I've been having a lot of these recently, I don't know how to explain them other than there are very real and when you wake up you feel depressed as you realise it wasn't real, if you go back to sleep its followed by a lucid dream as you realise your dreaming, does anyone else have these?

I had one last night that I was a peanut farmer on another planet, I had a wife and 2 sons, it seemed to last an entire lifetime. I was so confused this morning when I woke up. Its so strange. Whats happening?

----------


## panta-rei

...It seems real? Or feels real?

All dreams should feel real. And those that seem real are just extra convincing. 

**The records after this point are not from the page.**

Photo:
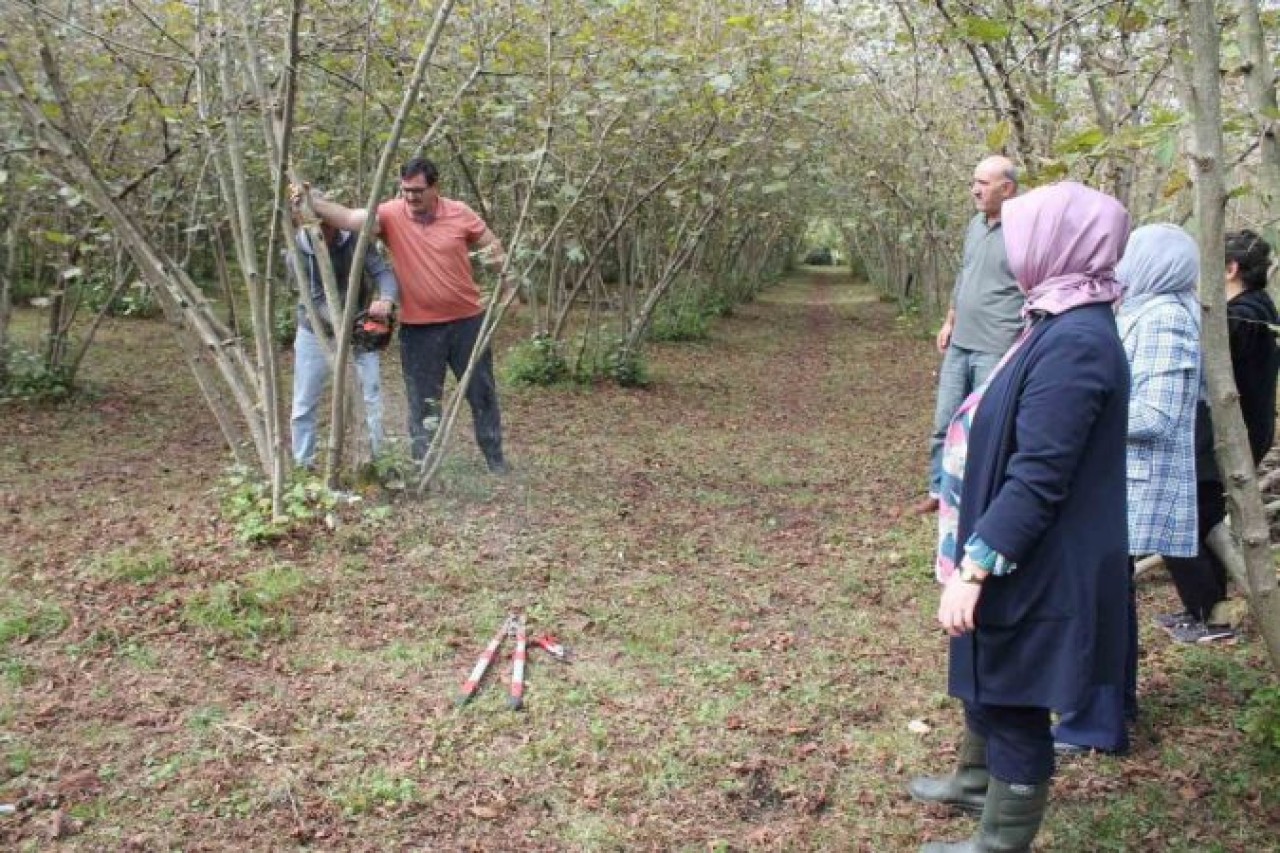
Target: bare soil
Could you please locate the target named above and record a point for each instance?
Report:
(755, 661)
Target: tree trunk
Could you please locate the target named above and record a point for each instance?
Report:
(1232, 446)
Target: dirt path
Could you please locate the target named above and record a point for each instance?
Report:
(752, 625)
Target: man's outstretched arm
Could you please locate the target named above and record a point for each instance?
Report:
(332, 213)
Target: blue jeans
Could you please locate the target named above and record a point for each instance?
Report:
(425, 351)
(310, 374)
(963, 372)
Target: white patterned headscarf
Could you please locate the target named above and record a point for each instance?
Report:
(1161, 260)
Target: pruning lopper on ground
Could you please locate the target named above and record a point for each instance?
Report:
(512, 626)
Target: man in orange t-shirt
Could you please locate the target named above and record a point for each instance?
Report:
(430, 240)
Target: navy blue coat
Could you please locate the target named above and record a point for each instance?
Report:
(1045, 486)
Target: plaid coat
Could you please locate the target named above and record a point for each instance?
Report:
(1161, 341)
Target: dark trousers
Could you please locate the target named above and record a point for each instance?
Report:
(1019, 744)
(1101, 721)
(425, 351)
(1201, 580)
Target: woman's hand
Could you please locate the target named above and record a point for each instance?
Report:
(958, 605)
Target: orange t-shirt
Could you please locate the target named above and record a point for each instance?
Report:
(432, 260)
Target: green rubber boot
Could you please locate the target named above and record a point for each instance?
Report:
(967, 787)
(1009, 822)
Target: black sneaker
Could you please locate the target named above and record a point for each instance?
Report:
(1197, 633)
(1170, 621)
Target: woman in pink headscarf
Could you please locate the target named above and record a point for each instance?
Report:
(1037, 605)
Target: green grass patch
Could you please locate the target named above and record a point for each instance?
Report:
(22, 619)
(376, 789)
(132, 566)
(251, 607)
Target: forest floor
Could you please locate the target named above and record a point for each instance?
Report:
(755, 660)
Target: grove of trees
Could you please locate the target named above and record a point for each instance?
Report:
(643, 160)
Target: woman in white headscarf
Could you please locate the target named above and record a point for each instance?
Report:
(1159, 323)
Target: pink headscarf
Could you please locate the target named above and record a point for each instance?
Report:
(1064, 242)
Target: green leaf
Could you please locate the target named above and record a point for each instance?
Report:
(1166, 150)
(1084, 142)
(58, 237)
(984, 28)
(722, 83)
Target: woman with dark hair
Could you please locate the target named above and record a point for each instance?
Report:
(1037, 602)
(1201, 579)
(1159, 322)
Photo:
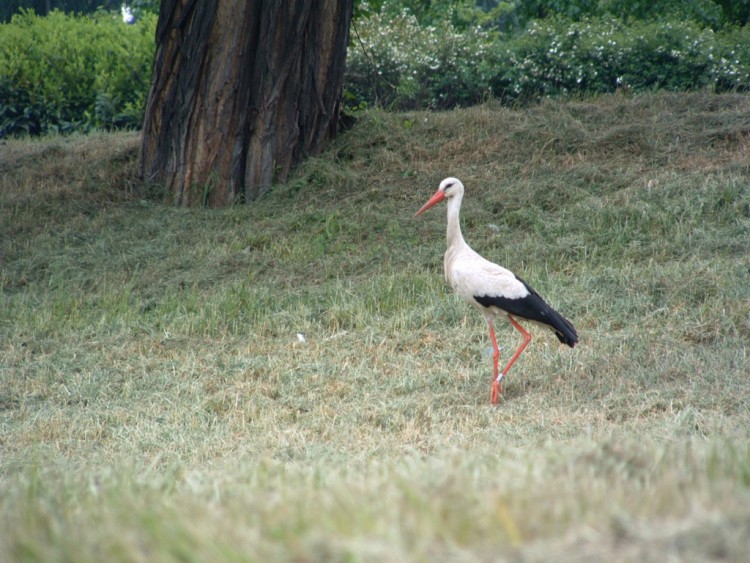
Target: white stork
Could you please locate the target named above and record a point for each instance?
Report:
(494, 290)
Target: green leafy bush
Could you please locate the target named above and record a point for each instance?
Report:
(400, 64)
(61, 72)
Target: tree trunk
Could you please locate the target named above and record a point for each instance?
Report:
(242, 90)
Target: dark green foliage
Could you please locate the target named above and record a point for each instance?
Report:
(400, 63)
(61, 73)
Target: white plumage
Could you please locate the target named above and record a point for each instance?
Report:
(494, 290)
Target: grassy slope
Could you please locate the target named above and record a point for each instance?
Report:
(156, 401)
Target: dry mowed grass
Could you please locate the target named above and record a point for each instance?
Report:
(291, 379)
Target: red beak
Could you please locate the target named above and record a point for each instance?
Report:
(437, 197)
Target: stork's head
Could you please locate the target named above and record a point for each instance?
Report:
(450, 187)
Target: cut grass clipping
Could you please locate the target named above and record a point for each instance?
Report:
(292, 380)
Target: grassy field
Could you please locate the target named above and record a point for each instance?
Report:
(292, 380)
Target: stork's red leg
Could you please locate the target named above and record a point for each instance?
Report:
(526, 340)
(495, 358)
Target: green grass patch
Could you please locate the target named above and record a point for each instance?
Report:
(292, 380)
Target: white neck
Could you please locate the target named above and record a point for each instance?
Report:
(455, 238)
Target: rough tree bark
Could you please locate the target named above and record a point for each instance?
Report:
(242, 90)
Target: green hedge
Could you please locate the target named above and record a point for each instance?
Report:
(398, 64)
(61, 72)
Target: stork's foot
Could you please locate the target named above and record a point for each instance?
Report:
(497, 390)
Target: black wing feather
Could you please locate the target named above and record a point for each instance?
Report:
(533, 308)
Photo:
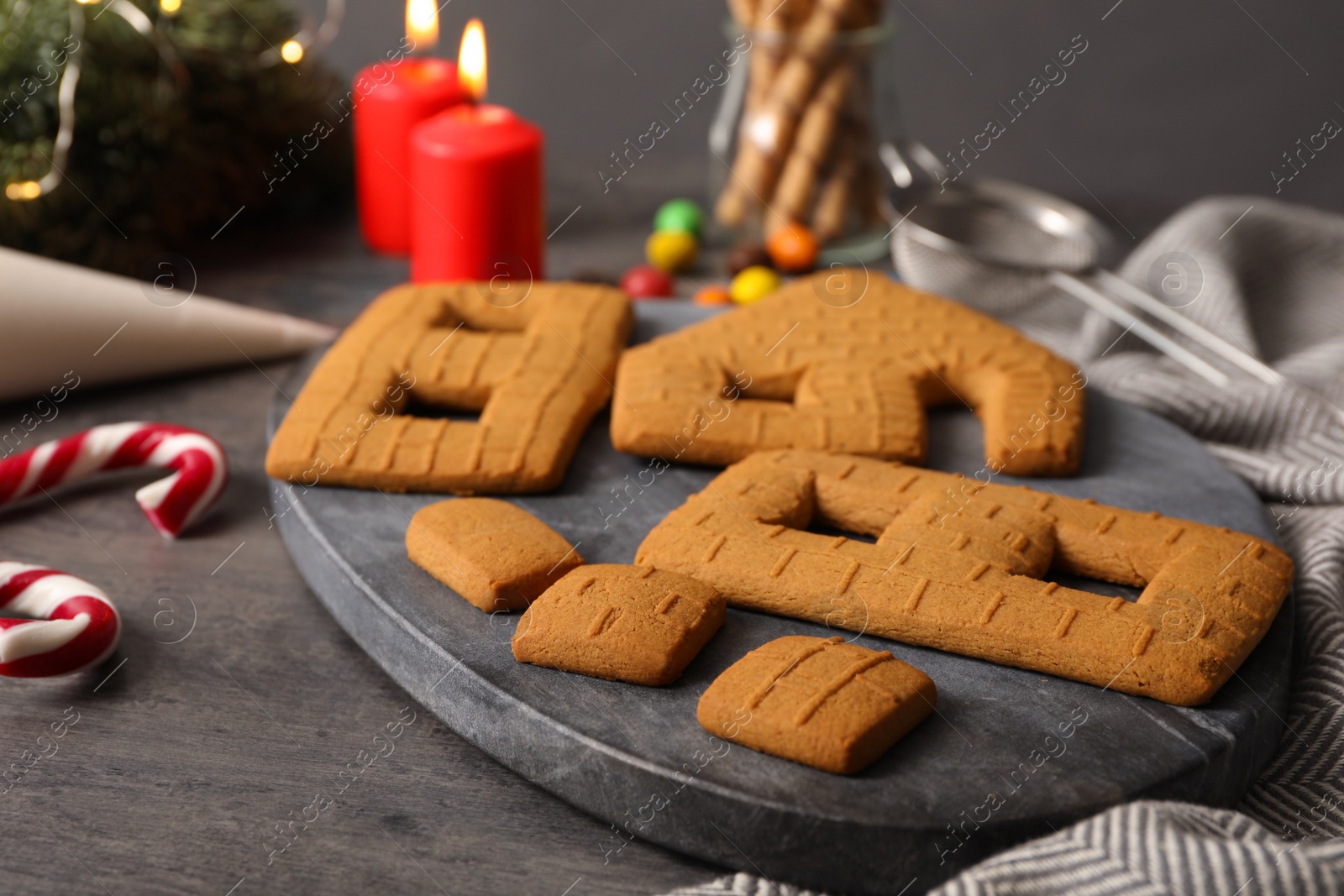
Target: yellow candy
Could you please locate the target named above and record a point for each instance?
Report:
(753, 284)
(671, 250)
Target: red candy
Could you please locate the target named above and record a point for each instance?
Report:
(71, 625)
(198, 463)
(645, 281)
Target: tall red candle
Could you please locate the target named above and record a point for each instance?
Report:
(390, 98)
(398, 97)
(477, 208)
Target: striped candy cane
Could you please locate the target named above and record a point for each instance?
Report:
(199, 468)
(71, 624)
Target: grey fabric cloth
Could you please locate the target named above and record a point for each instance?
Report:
(1273, 281)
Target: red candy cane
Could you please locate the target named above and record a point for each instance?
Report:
(73, 625)
(171, 504)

I know this feeling, as well...

----------


## n0rMal

I guess your now unlocking your true powers of imagination, enjoy them.Or your an alien when you sleep 	 ::doh::

----------


## Mogzy92

I know exactly what you mean! Except, iv only had this once that i can remember, and it was terrifying... :Eek:  

I was in a World of Warcraft type of place, with these weird creatures there. It was right by the sea on a beach. All of a sudden the sea starts rushing out so far that i cant even see it on the horizon..then i see a massive tidal wave. I realise i cant run and my dad appears with my nan brother and sister and he tells them to think calm and tranquil thoughts. The wave hits us, and usualy i would wake up at this point in a dream, but not today! I get washed in the water, hit a lampost in the street past the beach, and by now im panicing like mad! Then i wake up, groaning and sweating with relief like i've never felt before from a nightmare!

So i know how confusing this can be ::shock::

----------